= John C. Beck =

American physician and academic

John C. Beck (January 4, 1924 – September 29, 2016) was an American physician and academic. He was particularly involved in the Royal Victoria Hospital and McGill University; the David Geffen School of Medicine at UCLA; and Ben Gurion University of the Negev.

His books include Primary Care in a Specialized World and Geriatrics in the United States: Manpower Projections and Training Considerations. He's widely cited within his field.

== Biography ==
Born in Audubon, Iowa in 1924, John C. Beck received his BSc (1944), MSc (1947), Diploma in Medicine (1951), and MDCM (1952) degrees at McGill University.

During 1979–1993, he and his colleagues built a program in geriatric medicine. In a 2004 publication titled Brief history of geriatrics in the USA, J.E. Morley refers to it as the West Coast School of Geriatrics and identifies the integration of two Geriatric Research and Education Centers at V.A. Medical Center, Sepulveda, California, and Wadsworth Medical Center in the greater Los Angeles area.

Beck was joined in his endeavor by David Solomon, Robert Kane, and Emmet Keeler.
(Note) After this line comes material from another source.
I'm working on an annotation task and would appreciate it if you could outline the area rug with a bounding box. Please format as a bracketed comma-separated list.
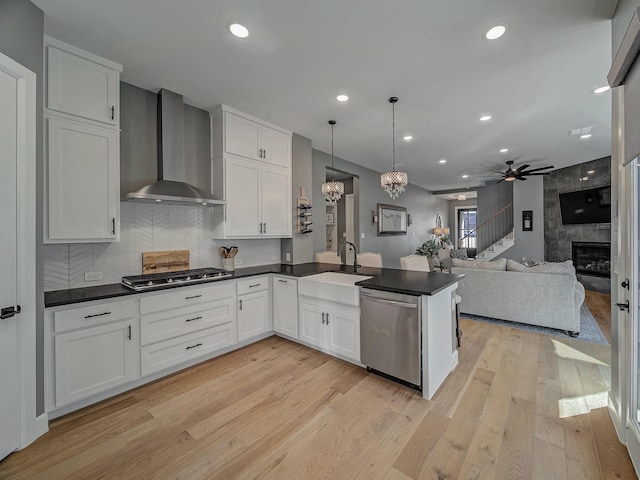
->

This working group, during that year, produced projections for the workforce needs for the US in anticipation of the country's aging population. The physician data was reported in the New England Journal of Medicine in 1980.

It was during this period that Beck did work with Sidney Katz at Case-Western University.

Beck became emeritus Professor of Medicine in 1993. His research interests during his emeritus status have focused on the prevention of disability in elders. His work has been published in such notable medical journals as JAMA (journal): The Journal of the American Medical Association, The Lancet, and The New England Journal of Medicine

==Honors and awards==
Beck's awards include the Holmes Gold Medal from McGill University (1947), the Ronald V. Christie Award from the Canadian Association of Professors of Medicine (1987), the Duncan Graham Award from the Royal College of Physicians and Surgeons (1990), the John Phillips Memorial Award from the American College of Physicians-ASIM (2003), and many others. In 1954 he was recognized as an Honorary Fellow by the Royal Society of Medicine in London and as a Markle Scholar in the Medical Sciences by the Markle Foundation of New York. In 1982 he received Special Recognition for contributions to National Board of Medical Examiners, and in 1987 he became a Master of the American College of Physicians. His more recent honors include the Ignatius Nascher Award of the City of Vienna for the paper "Determinants of future hospital admissions and physician visits in community dwelling older persons in Europe" in 2006.